18:00 UK, 24th May 2010, by Agrimoney.com
Algeria and Iran raise harvest hopes

Algeria and Iran, two of the world's biggest grains buyers, have dealt a blow to exporters by revealing that they are on track for bumper domestic crops.

Algeria - which typically imports some 5,000 tonnes of wheat, largely from France - said it was on track narrowly to beat last year's grains harvest of 6.1m tonnes, despite warnings from farmers over heavy rains.

Noureddine Kehal, the head of Algeria's state grain agency, pegged production at 6.2m tonnes, adding that he expected the country's bill for cereal imports to fall to $1.2bn this year.

Two years ago, Algeria spent $3.2bn on grains.

His comments come less than a week after Mohamed Alioui, the head of Algeria's farmers union, warned that recent rains had "dramatically affected" growers and would, with cold weather, drive grains production lower year on year.

Strong recovery 

Meanwhile, Iran said that its wheat output would rebound to 15m tonnes this year, a figure higher than many analysts had forecast, after two seasons marred by drought.
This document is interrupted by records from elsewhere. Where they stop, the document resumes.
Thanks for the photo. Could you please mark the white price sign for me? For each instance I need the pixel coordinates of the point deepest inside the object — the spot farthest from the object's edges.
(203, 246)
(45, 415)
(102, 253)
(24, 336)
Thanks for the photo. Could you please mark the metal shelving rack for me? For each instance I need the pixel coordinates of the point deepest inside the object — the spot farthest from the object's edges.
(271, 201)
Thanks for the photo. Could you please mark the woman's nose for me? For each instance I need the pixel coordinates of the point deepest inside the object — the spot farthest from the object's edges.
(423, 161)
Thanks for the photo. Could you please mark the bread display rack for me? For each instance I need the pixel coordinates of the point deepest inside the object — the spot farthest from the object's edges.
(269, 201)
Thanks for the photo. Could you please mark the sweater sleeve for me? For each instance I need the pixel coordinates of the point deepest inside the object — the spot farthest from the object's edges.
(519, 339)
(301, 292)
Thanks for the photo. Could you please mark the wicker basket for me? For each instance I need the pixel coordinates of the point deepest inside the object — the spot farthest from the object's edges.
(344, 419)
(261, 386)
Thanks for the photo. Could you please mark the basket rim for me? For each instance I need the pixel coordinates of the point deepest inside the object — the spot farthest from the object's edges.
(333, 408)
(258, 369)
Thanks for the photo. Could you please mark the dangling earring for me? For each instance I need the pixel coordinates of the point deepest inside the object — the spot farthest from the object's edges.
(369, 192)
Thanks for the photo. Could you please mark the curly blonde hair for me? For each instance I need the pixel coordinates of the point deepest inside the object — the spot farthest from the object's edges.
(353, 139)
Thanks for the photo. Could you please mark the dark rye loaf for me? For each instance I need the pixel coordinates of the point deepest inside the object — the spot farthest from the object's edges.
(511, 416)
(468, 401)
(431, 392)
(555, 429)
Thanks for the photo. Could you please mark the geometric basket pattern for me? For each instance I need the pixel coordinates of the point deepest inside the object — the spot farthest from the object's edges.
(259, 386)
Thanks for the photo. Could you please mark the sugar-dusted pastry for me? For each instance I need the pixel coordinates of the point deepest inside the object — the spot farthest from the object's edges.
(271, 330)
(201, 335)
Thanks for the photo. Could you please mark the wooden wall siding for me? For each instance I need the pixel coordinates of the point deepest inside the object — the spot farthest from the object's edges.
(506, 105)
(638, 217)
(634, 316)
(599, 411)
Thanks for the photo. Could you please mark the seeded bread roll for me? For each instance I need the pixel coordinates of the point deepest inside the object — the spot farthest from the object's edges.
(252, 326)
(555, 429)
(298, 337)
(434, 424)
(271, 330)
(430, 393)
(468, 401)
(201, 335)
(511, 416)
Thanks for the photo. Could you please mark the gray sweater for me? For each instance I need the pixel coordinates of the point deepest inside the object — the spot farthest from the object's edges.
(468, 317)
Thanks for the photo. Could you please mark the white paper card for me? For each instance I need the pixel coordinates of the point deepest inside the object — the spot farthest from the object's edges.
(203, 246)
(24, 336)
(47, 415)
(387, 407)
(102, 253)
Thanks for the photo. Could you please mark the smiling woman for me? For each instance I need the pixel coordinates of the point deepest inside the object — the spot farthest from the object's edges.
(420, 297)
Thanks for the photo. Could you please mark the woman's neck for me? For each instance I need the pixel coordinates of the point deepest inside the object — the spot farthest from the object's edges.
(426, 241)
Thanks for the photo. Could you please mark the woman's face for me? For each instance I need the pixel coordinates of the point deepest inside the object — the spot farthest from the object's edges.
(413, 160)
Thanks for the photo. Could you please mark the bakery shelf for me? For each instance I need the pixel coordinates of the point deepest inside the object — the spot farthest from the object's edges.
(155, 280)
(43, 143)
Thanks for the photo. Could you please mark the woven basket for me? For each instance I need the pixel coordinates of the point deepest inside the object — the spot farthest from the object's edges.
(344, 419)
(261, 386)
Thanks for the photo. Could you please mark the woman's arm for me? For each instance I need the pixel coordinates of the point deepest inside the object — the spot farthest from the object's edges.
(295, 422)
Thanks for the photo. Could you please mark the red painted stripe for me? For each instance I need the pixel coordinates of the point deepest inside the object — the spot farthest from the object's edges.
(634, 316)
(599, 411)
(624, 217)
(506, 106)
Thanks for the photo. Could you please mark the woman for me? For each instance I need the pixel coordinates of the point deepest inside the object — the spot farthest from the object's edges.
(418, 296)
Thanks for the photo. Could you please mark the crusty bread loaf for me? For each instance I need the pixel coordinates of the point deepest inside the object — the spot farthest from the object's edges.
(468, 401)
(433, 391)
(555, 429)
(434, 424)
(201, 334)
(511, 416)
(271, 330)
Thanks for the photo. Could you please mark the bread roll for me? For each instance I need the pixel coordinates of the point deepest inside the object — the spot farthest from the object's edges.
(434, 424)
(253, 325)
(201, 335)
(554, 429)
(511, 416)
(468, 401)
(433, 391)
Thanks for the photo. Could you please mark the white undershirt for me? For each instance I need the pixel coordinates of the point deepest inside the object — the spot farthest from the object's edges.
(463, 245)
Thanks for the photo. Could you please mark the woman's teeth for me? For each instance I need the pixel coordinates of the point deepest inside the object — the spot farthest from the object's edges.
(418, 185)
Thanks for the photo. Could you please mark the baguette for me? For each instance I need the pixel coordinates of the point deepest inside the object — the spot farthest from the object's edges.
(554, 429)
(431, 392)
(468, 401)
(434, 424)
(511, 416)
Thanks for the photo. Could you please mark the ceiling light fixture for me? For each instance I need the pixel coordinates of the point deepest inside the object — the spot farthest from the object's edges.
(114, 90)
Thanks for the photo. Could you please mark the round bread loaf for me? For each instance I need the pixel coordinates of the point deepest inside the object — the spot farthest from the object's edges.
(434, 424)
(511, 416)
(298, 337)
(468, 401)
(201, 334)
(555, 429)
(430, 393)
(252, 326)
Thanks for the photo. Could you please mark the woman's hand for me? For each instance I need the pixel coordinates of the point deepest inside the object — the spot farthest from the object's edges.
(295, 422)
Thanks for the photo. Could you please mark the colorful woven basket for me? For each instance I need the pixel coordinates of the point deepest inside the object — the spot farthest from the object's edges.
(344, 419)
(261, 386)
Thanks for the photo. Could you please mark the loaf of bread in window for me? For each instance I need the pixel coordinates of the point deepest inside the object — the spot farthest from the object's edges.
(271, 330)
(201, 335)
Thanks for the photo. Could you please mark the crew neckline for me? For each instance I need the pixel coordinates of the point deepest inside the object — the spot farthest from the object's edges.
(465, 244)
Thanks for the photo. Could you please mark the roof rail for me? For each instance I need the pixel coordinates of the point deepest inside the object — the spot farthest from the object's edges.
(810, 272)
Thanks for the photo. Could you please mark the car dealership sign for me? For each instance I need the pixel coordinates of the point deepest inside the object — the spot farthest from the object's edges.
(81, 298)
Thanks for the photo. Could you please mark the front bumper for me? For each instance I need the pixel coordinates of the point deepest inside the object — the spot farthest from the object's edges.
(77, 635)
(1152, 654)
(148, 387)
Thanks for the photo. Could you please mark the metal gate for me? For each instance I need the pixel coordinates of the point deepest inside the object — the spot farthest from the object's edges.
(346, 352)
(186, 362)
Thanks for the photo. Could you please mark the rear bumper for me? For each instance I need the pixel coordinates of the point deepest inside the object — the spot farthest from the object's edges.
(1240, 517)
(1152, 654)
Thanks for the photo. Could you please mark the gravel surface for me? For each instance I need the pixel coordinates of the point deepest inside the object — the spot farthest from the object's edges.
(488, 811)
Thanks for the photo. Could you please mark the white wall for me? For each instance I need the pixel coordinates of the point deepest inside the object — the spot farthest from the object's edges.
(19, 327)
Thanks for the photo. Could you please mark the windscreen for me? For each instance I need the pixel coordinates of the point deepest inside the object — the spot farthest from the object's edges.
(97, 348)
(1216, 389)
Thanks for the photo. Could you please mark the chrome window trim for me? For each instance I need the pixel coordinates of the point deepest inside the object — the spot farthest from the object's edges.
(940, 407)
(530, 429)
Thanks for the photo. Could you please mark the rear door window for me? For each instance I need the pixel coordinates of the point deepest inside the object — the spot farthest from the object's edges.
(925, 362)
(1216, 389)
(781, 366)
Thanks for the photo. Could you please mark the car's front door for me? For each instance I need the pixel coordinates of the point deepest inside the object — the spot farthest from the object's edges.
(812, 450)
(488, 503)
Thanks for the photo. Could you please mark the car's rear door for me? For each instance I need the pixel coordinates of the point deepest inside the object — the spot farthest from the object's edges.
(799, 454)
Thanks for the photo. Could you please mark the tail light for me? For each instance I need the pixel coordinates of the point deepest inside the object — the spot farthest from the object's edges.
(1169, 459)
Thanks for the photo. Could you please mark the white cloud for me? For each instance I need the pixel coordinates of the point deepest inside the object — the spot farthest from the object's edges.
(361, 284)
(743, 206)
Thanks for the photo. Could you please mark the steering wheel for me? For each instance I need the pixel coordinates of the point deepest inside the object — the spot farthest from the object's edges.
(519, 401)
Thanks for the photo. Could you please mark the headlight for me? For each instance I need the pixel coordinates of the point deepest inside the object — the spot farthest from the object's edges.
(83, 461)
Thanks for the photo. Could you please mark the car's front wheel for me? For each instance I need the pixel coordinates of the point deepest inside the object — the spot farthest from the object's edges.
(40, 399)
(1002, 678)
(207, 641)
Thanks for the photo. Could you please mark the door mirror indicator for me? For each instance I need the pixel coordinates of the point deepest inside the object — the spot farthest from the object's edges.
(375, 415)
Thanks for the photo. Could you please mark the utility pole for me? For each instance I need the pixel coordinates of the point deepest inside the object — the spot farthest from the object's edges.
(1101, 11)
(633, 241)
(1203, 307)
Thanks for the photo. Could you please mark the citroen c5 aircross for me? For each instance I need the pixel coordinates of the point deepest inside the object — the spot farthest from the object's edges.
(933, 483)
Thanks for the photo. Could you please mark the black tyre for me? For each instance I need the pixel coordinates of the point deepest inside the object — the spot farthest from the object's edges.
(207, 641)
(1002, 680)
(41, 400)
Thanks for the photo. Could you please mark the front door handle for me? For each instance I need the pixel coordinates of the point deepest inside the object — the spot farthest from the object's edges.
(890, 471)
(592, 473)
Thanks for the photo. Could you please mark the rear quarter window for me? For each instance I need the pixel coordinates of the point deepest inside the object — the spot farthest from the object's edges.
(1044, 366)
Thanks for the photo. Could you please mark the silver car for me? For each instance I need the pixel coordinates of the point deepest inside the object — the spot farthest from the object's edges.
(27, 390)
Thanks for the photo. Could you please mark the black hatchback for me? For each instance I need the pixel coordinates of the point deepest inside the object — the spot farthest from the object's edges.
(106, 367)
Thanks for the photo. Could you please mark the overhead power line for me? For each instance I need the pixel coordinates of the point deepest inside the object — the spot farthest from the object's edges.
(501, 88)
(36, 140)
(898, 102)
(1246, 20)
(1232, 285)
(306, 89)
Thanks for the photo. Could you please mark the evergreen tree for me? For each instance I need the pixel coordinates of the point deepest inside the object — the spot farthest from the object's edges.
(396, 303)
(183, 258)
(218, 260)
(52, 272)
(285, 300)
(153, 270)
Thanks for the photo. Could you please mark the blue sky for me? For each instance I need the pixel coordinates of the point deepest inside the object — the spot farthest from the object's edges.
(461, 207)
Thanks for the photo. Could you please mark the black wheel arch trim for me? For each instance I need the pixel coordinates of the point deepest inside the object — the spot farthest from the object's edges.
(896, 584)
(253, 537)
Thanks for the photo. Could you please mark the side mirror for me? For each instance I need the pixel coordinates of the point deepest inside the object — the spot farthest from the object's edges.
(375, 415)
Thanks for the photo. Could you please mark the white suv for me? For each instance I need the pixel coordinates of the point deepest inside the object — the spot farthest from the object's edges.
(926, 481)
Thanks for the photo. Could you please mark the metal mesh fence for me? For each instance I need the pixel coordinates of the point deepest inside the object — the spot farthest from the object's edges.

USDA forecasts for world wheat importers, 2010-11 (y-on-y change)

1: Egypt, 9.3m tonnes (unchanged)

2: Brazil, 6.3m tonnes (-3.1%)

3: EU, 6.0m tonnes (unchanged)

4: Indonesia, 5.8m tonnes (+5.5%)

5: Japan, 5.2m tonnes (-1.9%)

6: Algeria, 5.0m tonnes (unchanged)

18=: Iran, 2.0m tonnes (-33%)

Iran's wheat imports hit a record 9.3m tonnes in 2008-09, reversing the country's brief interlude as an exporter, follow dry weather which damaged winter grain harvests.

However, the 2010-11 crop, for which harvest is in its early stages, has enjoyed plentiful winter rains and unusually warm weather, which has left crop development in many areas one month ahead of normal.

'More vigorous'

Indeed, the US Department of Agriculture, in a report earlier this month pegging Iran's wheat crop at 14.4m tonnes, said that the country was set for "both an earlier harvest and higher yields"

Satellite data had showed "general crop development to be much denser and more vigorous than last year".

Iranian farm ministry official Mohammad Mehdi Kaboli, unveiling the country's own crop forecast, said that farmers would require 4m tonnes of wheat for their own needs, leaving 11m tonnes for other purposes.

Iran said last month that it would export 2m tonnes of wheat to three Arab countries this month, ending a three-year period without foreign sales.

The announcements come as wheat exporters such as Australia, the European Union and Russia are, in the face of bumper inventories, striving for new export markets.